Network analysis using protein-protein interaction data can position SaurJH9_1899 within functional modules and identify key hub proteins that interact with it. Mathematical modeling of membrane dynamics, incorporating SaurJH9_1899 structural and functional data, can predict how alterations in the protein affect membrane properties under various stress conditions . These predictions can then guide targeted experimental validation.

For in vivo relevance, host-pathogen interaction modeling that integrates:

• Dual RNA-seq data from infection models

• Phosphoproteomics to capture signaling pathways

• Immunopeptidomics to identify epitopes presented to the immune system

can provide a comprehensive picture of SaurJH9_1899's role during infection. Machine learning approaches applied to these integrated datasets can identify signatures associated with SaurJH9_1899 function and potentially predict infection outcomes or antibiotic responses based on strain-specific variations . These systems-level insights complement reductionist approaches and are essential for translating basic knowledge about SaurJH9_1899 into practical applications like personalized infection management or new therapeutic strategies.

What are the most promising directions for future research on SaurJH9_1899?

Future research on SaurJH9_1899 should pursue several high-priority directions to address current knowledge gaps and maximize translational potential. In-depth structural characterization using cryo-electron microscopy or X-ray crystallography would provide atomic-level insights into the protein's architecture and mechanism, facilitating structure-based drug design approaches . Complementary dynamic studies using hydrogen-deuterium exchange mass spectrometry could reveal conformational changes under different conditions relevant to infection environments.

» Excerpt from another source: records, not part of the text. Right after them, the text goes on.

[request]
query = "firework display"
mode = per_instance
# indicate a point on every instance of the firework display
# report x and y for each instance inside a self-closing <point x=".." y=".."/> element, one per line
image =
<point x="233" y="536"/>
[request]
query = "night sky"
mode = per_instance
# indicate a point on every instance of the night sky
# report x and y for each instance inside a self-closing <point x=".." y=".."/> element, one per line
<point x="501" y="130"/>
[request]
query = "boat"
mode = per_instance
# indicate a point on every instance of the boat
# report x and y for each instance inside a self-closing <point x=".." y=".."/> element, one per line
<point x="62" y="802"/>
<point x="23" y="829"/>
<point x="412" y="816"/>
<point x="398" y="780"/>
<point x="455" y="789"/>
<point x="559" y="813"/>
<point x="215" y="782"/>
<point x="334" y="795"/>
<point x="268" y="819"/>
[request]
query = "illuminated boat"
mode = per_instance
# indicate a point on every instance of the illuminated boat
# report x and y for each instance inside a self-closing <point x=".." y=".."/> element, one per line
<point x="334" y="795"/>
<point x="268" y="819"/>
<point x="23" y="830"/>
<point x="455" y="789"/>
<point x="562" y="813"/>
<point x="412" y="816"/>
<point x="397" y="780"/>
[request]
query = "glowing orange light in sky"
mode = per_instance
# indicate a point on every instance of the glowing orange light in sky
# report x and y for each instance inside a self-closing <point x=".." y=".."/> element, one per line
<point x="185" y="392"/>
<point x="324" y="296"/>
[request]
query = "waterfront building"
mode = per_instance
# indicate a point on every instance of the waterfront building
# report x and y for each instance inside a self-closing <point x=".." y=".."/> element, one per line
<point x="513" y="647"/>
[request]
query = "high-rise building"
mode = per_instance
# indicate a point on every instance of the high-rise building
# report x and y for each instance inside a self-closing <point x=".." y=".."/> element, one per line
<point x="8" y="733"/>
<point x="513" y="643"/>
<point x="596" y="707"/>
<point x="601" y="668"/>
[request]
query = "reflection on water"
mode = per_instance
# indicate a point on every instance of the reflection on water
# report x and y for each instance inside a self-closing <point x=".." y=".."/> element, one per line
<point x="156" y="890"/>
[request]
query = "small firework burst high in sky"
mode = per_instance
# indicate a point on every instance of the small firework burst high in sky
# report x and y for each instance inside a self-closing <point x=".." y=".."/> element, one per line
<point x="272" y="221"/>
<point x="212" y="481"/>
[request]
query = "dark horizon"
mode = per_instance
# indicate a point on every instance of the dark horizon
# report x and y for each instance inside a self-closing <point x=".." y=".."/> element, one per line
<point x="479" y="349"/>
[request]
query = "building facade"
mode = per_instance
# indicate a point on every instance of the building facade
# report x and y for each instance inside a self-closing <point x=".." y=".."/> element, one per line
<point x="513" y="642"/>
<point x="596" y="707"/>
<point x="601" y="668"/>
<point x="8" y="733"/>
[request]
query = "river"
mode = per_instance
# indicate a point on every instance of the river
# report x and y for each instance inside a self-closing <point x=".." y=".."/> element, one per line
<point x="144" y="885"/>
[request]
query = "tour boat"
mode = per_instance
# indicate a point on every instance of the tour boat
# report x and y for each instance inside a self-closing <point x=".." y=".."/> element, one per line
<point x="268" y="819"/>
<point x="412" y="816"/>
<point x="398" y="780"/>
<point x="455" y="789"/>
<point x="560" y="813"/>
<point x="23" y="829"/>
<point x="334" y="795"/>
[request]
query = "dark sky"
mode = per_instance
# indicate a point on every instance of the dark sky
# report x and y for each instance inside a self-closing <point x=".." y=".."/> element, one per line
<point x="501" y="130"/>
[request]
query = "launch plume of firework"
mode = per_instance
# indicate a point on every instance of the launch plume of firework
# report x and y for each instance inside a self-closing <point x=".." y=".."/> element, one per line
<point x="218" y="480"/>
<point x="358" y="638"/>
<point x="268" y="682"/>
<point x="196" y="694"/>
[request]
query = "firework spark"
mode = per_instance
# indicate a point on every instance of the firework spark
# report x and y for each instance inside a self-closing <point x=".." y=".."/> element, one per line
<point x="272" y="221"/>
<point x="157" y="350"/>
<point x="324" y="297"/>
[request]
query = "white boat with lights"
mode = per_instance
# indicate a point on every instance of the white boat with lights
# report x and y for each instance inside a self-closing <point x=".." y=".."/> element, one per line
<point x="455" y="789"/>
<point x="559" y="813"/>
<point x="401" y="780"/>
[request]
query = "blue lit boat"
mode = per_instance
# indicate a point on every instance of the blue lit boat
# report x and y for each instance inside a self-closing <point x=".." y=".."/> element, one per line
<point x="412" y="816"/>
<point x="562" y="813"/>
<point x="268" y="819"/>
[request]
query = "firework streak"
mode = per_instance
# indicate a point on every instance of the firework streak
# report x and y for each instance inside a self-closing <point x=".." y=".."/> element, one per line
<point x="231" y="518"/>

Comprehensive functional characterization should employ:

• Systematic mutagenesis targeting conserved residues to identify functional hotspots

• Transcriptional response profiling under infection-relevant conditions

• Host cell interaction studies examining effects on epithelial and immune cell functions

• In vivo infection models using clinically relevant isolates and humanized mouse models

To address antimicrobial resistance challenges, research should investigate potential synergies between SaurJH9_1899 inhibition and existing antibiotics, as well as resistance development risks associated with targeting this protein . High-throughput screening approaches using membrane-focused compound libraries could identify lead molecules for therapeutic development.

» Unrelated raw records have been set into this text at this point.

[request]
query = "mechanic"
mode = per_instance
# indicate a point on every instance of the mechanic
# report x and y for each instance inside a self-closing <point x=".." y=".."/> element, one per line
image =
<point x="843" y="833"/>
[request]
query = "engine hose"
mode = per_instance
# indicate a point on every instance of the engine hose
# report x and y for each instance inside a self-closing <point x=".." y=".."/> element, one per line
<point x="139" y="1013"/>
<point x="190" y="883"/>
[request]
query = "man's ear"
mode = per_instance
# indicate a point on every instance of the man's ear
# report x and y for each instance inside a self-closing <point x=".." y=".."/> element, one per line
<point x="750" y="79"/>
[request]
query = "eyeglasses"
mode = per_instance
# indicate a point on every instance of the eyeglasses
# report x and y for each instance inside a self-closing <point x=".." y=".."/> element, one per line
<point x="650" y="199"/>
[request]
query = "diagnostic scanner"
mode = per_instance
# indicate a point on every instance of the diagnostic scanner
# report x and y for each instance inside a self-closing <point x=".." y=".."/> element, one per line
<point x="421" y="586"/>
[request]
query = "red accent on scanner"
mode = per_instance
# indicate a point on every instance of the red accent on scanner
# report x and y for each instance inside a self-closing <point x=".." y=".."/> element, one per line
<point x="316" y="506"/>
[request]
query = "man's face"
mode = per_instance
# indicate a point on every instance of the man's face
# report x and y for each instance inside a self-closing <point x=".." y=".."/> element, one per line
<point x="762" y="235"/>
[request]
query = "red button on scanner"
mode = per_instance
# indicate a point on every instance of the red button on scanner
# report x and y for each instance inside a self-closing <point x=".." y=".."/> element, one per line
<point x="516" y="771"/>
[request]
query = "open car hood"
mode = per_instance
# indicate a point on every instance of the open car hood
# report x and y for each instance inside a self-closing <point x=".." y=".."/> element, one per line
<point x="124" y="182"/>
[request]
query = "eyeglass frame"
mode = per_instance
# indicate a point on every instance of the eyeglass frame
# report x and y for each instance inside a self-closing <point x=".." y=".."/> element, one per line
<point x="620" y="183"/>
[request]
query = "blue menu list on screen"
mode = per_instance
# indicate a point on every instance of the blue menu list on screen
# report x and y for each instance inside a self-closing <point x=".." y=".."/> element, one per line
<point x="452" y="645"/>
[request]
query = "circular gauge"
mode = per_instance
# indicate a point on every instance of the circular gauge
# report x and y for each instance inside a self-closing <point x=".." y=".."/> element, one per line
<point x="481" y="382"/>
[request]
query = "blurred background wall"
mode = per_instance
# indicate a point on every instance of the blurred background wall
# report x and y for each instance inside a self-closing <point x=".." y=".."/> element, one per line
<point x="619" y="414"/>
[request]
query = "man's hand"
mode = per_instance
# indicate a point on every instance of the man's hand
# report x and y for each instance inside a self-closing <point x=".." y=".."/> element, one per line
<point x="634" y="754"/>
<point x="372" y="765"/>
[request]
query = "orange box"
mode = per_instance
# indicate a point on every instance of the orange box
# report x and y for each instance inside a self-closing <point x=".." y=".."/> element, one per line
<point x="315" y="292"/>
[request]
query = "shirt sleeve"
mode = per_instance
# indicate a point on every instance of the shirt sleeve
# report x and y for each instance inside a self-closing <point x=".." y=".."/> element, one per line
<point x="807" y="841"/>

Finally, translational research should explore diagnostic applications based on SaurJH9_1899 detection in clinical samples, which could potentially distinguish virulent from less pathogenic strains. The development of SaurJH9_1899-based biomarkers for infection severity or treatment response prediction represents another promising direction with potential clinical applications . These multifaceted approaches would collectively advance our understanding of this important membrane protein while maximizing its potential impact on addressing the significant clinical challenge of S. aureus infections.